Sarà l'equivalente naturalistico dell'Accordo sul clima di Parigi e includerà obiettivi per tutta la società nel suo complesso, al fine di raggiungere la visione per il 2050 di "vivere in armonia con la natura".
Il tema è ampio e non riguarda solo la CO2, che pure oggi è un riferimento nella riflessione e nell'azione della società civile e delle Aziende, ma che rischia di banalizzare il più ampio tema della salvaguardia ambientale e della tutela della biodiversità.
Ma cosa si intende per “nature positive”?
Storia del concetto di “nature positive”
Il concetto di nature positive non è nuovo. Già nel 2019 lo stesso gruppo di associazioni aveva avviato una consultazione su come sviluppare l'equivalente del target net zero per il clima anche per la natura.
Nel 2020, in occasione dell’Assemblea generale dell’Onu e del Biodiversity Summit, esse presentarono la richiesta di adozione di un Global Goal per la Natura.
Infine, nel 2021 venne pubblicato un documento intitolato “Embracing a Global Goal for Nature”, firmato da Johan Rockström, direttore dell'Istituto di Potsdam per la ricerca sull'impatto climatico, Harvey Locke e dagli amministratori delegati delle associazioni, che contiene le argomentazioni scientifiche alla base della necessità di creare un tale goal.
Le ragioni per creare un Global Goal per la natura
Dall'aria che respiriamo, all'acqua che beviamo e al cibo che mangiamo, la natura fornisce gli elementi essenziali per la nostra sopravvivenza e il nostro benessere. Purtroppo, a partire dalla rivoluzione industriale e soprattutto dagli anni ’50 del secolo scorso, le attività umane hanno raggiunto una scala tale da ridurre la resilienza del pianeta e da mettere in pericolo la stessa sopravvivenza nostra e delle generazioni future.
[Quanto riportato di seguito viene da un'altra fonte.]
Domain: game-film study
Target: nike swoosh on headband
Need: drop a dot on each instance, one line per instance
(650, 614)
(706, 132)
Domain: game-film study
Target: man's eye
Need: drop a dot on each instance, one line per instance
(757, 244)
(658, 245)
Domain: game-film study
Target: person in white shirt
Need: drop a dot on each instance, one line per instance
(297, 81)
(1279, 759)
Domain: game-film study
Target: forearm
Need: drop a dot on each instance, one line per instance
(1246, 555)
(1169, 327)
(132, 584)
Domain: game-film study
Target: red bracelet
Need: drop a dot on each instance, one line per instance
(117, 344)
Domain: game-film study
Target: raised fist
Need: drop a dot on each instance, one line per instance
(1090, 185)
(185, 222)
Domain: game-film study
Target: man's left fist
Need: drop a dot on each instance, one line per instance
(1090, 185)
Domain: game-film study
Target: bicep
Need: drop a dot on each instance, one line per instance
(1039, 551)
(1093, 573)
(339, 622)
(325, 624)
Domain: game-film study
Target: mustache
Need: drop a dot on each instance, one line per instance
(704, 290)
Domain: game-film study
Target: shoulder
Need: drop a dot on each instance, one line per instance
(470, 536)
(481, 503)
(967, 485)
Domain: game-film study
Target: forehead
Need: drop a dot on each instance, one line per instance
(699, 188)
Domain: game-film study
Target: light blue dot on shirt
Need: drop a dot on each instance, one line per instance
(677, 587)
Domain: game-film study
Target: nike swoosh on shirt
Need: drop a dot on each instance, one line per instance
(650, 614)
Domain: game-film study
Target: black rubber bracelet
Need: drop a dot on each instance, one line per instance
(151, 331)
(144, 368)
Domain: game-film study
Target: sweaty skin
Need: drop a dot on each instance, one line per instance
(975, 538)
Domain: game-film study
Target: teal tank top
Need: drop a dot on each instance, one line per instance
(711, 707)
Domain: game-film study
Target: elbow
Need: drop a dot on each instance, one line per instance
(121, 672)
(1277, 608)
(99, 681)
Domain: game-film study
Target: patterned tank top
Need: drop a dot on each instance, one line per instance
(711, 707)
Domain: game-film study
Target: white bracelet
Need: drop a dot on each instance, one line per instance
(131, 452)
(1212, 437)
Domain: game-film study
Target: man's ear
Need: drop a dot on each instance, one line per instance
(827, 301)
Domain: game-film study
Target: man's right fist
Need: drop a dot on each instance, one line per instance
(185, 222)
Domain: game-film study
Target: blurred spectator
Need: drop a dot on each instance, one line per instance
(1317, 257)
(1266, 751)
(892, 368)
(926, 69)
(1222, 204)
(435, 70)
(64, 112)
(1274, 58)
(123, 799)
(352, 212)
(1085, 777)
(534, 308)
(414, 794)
Le attività umane hanno già alterato il 70% della superficie terrestre: circa il 50% degli ecosistemi terrestri naturali sono stati convertiti dall'uomo in terreni agricoli e aree urbane. L'agricoltura, la pesca intensiva, l'estrazione mineraria e la deforestazione ci hanno fatto superare quattro dei nove "confini planetari", tra cui lo stato di salute della biodiversità.
Siamo nel mezzo della sesta estinzione di massa, con più di 1 milione di specie a rischio estinzione, molte delle quali entro pochi decenni.
Insomma, il riscaldamento globale è solo una delle tante indicazioni dell’incremento esponenziale della pressione umana sulla Terra, pressione ormai non più sostenibile e che ci sta portando fuori da uno “spazio operativo sicuro” (safe operating space).
Nature positive: natura ed economia
Le conseguenze si fanno sentire anche in altri ambiti della società, come quello economico.
Quando parliamo di natura, infatti, non ci riferiamo solo alle specie viventi, ma anche a tutti i sistemi fisici del pianeta e alle loro interazioni con i viventi.
Queste risorse si possono classificare in vari "regni" inanimati (terraferma, acqua dolce, oceani, atmosfera), cui si aggiunge la biodiversità, cioè l’insieme delle specie viventi e delle loro reciproche relazioni (geni, specie, ecosistemi).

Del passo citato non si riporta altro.